Ci procurammo un pezzetto di striscia di carta, di quella che si adopera per batterci sopra le parole nei telegrammi, l’indorammo intorno e con l’inchiostro di china ci scrivemmo tre numeri: 19, San Giuseppe; 5, la fede; 41, la vincita; e lo arrotolammo. Con lavoro da certosino, mio cugino Luigi, con uno spillo bucò un uovo da un verso e, senza rompere il guscio, riuscì a infilarci dentro il rotolino. Poi sparimmo.
Più tardi la zia, in cucina, cominciò a rompere le uova per preparare la crema e scoprì in uno di essi il pezzo di carta. Rimase dapprima interdetta e confusa, poi cominciò a squadrarlo e, con grande meraviglia, agguantatolo, girandolo e rigirandolo tra le dita, si accorse che c’era uno scritto; fremette d’emozione, si aggiustò gli occhiali, vide e lesse i numeri e li interpretò in un baleno nel loro significato cabalistico.
Le entrò nella mete, come un fulmine, che San Giuseppe le avesse fatto la grazia.
Trattenendo a stento la sua gioiosa commozione, riuscì con qualche scusa a racimolare dal marito e dai parenti una lira e cinquanta, che mi cugino Luigi, in gran segreto, le giocò al lotto, sui tre numeri, per tutte le ruote.
Fino alla sera dopo, la zia Rachele, crogiolandosi nel suo segreto, stette come una pazza a girellare per la casa e a lanciare occhiate cariche di affetto alla effige di San Giuseppe, borbottando parole di gaudio e di filiale riconoscenza.
Ogni tanto, con un pezzo di stoffa o un piumino, s’avvicinava al quadro e lo lustrava in ogni verso e, ilare, rivolta al santo, diceva:”Ti pulisco, neh! Ti faccio lucido, come uno zecchino d’oro. Sei contento?”
Ciò fra lo stupore di tutti, che, ad eccezione di noi ragazzi, non sapevano a cosa attribuire quella strana traboccante devozione.
Come Dio volle, passarono i vespri e giunse l’ora in cui una tipografia popolare, stampato il bollettino del lotto, a mezzo di strilloni, lo vendeva a un soldo la copia.
Fu comprato il bollettino e la zia, inforcati meglio gli occhiali sul naso, tuta rossa in viso per la commozione, se lo lesse, guidandosi la vista con l’indice della mano destra teso e tremante sulla carta.

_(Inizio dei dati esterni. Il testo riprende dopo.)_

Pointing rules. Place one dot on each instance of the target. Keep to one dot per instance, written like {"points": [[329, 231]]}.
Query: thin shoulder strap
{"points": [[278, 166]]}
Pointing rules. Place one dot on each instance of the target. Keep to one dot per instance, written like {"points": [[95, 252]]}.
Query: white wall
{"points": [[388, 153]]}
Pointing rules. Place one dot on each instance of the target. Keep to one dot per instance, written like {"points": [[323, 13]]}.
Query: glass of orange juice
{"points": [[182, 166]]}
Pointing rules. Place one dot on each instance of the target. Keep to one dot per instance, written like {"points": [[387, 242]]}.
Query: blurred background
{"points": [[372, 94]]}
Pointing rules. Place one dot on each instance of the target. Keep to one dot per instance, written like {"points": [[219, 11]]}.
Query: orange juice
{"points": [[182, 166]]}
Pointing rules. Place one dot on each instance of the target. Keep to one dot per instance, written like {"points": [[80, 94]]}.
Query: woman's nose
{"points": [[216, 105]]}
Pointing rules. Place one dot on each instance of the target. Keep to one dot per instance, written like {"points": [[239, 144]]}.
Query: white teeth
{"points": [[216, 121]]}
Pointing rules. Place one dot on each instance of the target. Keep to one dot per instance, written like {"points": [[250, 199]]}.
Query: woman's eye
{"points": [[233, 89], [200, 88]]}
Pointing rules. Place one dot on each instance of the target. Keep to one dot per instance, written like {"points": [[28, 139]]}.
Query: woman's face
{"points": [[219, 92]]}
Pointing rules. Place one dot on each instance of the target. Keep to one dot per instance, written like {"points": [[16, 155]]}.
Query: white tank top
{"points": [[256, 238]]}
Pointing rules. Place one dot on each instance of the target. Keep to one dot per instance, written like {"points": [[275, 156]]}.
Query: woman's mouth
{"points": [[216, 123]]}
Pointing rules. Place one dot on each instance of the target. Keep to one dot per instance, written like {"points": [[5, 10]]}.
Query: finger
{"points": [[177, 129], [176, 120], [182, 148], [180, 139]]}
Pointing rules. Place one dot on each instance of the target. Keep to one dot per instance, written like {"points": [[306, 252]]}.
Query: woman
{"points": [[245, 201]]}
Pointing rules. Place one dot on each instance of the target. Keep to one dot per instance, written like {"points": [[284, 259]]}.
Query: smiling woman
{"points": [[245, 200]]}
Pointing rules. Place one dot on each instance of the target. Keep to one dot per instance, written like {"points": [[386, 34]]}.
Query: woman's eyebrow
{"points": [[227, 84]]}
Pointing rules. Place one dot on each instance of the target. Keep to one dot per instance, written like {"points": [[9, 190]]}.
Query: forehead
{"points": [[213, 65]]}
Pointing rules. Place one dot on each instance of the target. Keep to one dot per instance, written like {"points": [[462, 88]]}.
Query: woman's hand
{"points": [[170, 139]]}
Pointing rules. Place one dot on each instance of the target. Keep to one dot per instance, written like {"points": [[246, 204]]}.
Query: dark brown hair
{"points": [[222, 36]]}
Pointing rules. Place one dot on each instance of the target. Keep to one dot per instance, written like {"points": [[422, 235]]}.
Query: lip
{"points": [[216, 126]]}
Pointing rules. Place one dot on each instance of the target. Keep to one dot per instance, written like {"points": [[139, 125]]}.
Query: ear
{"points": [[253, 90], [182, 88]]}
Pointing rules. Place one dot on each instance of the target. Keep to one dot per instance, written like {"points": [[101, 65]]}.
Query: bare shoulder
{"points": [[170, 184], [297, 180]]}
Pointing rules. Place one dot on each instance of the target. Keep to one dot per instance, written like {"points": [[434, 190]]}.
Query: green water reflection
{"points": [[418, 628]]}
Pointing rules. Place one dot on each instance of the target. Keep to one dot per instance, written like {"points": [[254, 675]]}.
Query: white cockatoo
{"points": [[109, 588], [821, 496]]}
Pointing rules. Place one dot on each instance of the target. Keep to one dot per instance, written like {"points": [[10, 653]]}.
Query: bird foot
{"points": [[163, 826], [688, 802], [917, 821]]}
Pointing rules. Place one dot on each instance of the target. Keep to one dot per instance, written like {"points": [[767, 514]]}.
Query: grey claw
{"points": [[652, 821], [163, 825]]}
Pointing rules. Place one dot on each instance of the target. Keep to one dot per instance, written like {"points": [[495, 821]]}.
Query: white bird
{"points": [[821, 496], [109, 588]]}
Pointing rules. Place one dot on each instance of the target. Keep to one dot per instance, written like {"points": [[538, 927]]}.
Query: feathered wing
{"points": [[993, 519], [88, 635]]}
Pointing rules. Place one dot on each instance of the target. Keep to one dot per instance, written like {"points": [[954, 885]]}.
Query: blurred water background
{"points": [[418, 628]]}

Ad un tratto impallidì, e allora ci squagliammo – noi ragazzi, s’intende –.
La vecchia, delusa e disfatta, guardò il Santo e disse:
“Barba gialla, neanche uno!”
Poi difilato corse a quadro, lo staccò dalla parete e lo riappiccicò al chiodo con l’immagine rivolta verso il muro, gridando come una pazza:
“Non voglio che mi guardi!”
Concitata e afflitta narrò del biglietto mandatole da San Giuseppe nell’uovo e che era dorato, con i numeri che avevano tutt’attorno un alone, come nelle figurine dei Santi; gli altri risero e lei, allora, s’alzò terribile, venne alla porta e rivolta a noi, gridò: “Lazzaroni!”